Under a compulsory garbage management program, trash generated at homes and stores is sorted by hand before being discharged. Trash is sorted into different categories that are classified based on their base materials such as metal, glass, paper, plastics, polyethylene terephthalate (PET) polymer, and vinyl.
Seoul has mandated the sorting of vinyl waste from plastic waste for efficient recycling in 2020. Those who include recyclable waste in ordinary trash can be slapped with a fine of up to 300,000 won ($228). However, the separation of plastics and vinyl is not compulsory in some areas and normally, vinyl waste is thrown away along with other ordinary rubbish that is sent to waste incineration plants.

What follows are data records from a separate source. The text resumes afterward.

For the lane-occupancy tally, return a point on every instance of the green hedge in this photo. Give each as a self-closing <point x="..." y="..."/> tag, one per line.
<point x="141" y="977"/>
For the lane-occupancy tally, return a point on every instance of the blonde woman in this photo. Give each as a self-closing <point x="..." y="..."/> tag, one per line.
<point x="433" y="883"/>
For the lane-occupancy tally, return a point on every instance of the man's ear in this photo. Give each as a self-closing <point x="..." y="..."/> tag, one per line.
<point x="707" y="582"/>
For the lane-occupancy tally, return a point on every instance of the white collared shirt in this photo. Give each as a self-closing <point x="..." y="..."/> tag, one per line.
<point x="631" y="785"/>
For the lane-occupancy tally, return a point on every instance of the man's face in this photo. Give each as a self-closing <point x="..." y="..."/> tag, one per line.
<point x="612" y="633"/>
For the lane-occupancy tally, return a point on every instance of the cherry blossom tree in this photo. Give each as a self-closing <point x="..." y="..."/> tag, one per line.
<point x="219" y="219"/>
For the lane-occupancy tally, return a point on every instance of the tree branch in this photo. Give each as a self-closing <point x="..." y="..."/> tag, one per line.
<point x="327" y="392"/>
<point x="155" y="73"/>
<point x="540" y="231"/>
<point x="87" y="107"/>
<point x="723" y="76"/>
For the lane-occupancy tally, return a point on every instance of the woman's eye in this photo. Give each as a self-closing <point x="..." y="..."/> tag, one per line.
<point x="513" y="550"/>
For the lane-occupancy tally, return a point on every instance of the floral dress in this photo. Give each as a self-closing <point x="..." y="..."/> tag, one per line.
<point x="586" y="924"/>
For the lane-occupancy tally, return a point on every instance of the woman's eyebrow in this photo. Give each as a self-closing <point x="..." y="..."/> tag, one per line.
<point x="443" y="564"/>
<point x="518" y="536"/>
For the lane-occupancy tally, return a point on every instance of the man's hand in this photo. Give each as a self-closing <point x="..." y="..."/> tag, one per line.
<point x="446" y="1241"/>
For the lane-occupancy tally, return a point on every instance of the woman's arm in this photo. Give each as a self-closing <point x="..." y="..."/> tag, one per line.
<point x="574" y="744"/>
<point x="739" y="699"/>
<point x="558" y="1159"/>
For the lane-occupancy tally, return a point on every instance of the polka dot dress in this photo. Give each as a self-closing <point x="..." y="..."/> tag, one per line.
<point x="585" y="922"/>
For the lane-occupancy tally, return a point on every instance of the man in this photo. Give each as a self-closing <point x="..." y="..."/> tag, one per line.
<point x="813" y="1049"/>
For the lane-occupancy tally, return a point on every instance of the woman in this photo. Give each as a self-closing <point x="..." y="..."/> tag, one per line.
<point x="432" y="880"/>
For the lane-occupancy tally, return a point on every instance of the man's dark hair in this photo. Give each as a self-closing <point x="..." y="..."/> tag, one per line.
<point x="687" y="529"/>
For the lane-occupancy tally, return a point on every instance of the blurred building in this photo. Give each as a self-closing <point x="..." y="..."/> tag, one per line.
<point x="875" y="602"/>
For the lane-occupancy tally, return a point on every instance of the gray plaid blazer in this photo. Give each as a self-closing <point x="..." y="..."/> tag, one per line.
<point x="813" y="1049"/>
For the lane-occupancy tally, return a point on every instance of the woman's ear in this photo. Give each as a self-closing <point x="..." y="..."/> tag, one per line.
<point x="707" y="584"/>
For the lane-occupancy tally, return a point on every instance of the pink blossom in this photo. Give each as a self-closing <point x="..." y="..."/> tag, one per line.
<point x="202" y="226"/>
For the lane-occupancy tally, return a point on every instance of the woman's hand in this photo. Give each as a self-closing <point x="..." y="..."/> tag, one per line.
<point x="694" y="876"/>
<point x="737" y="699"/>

Gimhae said that the city started distributing extra rubbish bags to four apartment complexes that house 5,489 families to separately collect plastic and vinyl wastes. The test project will be carried out for three months to raise Gimhae residents' recognition of the separated waste discharge system and encourage citizens to participate in the green project.
Through the pilot program, the southern port city aims to monitor the amount of vinyl and plastic trash discharged as ordinary wastes and set up a plastics garbage retrieval system based on collected data. Gimhae is currently building a government-funded pyrolysis plant for naphtha production that is scheduled to be operable in 2026.